A financially viable tour would be costed out before hand, and with recent exchange rates international touring bands could be getting about 25% less if they had agreed to be paid in pounds. Conversely if the promoter is paying the band in dollars he'd make 25% less then he'd have been previously expecting, and if he'd paying the band in pounds he'd still be paying the same.
Whichever way a touring band agree to do the deal, one side would not getting the deal they thought they were if the deal was done before the pound fell. As 'profit' is likely to be around 10-15%, the fall in value of the pound is likely to have wiped out all profit for one or other, and so either the band or promoter would probably be losing money. Although a band could probably hold a promoter to the agreed deal if the changes affected the promoter and not the band, in the long run that wouldn't be a great thing for the band to do, as these things have to work for both parties else they don't really work at all.
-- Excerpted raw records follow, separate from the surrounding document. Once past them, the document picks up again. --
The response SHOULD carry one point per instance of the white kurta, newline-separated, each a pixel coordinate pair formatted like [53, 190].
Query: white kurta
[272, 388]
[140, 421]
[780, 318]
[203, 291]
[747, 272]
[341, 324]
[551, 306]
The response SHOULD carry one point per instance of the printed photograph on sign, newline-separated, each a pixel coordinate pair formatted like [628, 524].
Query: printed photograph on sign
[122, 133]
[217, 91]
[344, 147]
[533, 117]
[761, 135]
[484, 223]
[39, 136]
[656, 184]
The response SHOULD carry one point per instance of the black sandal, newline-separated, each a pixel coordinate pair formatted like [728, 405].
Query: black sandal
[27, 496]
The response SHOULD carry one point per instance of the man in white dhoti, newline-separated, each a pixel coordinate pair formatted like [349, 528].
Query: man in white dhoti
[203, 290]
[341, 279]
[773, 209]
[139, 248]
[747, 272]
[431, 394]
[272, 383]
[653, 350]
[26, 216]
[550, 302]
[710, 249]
With the current money markets 'yo-yo'-ing as Duritz put it, it makes the planning and costing of an international tour very difficult and with such large changes, it is very likely that Counting Crows will not be the only band effected by the credit crunch.
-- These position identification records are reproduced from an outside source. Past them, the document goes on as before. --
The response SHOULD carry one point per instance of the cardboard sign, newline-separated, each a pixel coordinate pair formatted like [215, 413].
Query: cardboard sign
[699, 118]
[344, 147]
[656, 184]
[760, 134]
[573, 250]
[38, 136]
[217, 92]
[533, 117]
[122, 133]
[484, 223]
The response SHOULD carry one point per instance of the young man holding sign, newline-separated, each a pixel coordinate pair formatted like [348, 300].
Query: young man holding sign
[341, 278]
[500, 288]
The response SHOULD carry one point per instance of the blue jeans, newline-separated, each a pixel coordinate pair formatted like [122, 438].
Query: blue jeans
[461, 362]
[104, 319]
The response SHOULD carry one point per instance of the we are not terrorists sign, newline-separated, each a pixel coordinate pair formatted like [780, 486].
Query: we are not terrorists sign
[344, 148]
The upshot of wide scale percentage changes in money markets makes it much more likely that next summer the number of international artists appearing on these shores could be greatly reduced, if the global money markets do not stop swinging wildly. Add to this the possibility of lower ticket sales as the credit crunch bites, and the lack of profitability in tours could make performances from international acts much less likely.
The good news is that festivals that offer a more family tailored experience, with diverse programming and a sensible pricing policy could attract back those festival goers who over the last few years have decided to travel to festivals abroad, with exchange rates making the foreign festival a less attractive option.
The current financial climate is proving to be a difficult time for the festival industry, which is readying itself to be further affected by another year of reduced consumer spending. However there are positives, with good sales of some of the big summer tours, and many live venues reporting that they are still having good ticket sales it would seem that those effected by the credit crunch are still spending on feel good events. Next summer could see festivalgoers still saving for a weekend away from it all, and a feel good holiday with a weekend at a festival.